How This Skill Works
PyG uses a Data object to represent graphs and the MessagePassing framework to implement GNN layers. Nodes exchange and aggregate messages via an edge_index structure, with scalable components like neighbor sampling and optimized sparse tensors, while layers like GCNConv or GATConv define the update rules.

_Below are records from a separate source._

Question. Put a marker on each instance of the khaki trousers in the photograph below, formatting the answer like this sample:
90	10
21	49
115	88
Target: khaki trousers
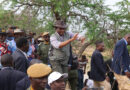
103	84
123	82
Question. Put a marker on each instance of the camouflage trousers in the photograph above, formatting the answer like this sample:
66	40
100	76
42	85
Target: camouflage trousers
103	84
123	82
59	65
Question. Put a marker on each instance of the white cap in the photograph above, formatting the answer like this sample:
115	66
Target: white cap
18	31
55	76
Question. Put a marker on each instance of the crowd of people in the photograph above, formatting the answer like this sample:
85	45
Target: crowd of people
47	62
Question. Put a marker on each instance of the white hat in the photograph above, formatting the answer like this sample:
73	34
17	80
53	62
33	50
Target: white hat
55	76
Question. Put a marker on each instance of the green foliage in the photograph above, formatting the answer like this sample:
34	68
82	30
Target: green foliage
99	21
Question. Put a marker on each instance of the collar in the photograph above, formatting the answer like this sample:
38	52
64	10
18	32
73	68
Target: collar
125	41
23	53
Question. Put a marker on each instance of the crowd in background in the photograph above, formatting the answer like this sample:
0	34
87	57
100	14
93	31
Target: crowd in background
47	62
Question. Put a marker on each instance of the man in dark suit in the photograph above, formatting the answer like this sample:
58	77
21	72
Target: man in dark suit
8	76
21	62
98	71
121	63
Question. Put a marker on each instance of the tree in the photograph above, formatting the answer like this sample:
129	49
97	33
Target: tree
91	16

Training can be streamlined with PyTorch Lightning for robust, scalable pipelines.
When to Use It
- Prototype node/graph-level models on graphs with scalable neighbor sampling for medium to large datasets
- Work with heterogeneous or temporal graphs that require specialized data representations and layers
- Build end-to-end pipelines using PyTorch Lightning for cleaner training loops and checkpointing
- Scale training across multiple machines with large-scale distributed graph learning
- Experiment with a variety of GNN layers (GCN, GAT, GraphSAGE) and message passing strategies
Quick Start
- Step 1: Install PyG and dependencies (PyTorch, torch-geometric packages) and verify the environment
- Step 2: Create a simple Data object with node features x, edge_index, and label y
- Step 3: Define a basic GCN/GAT layer, run a forward pass, and set up a simple training loop (or use PyTorch Lightning)
Best Practices
- Start with a simple Data object (x, edge_index, y) to validate your pipeline before adding complex attributes
- Use neighbor sampling when training on large graphs to control memory and compute
- Choose an appropriate aggregation and normalization in MessagePassing (add/mean/max, degree-based norm)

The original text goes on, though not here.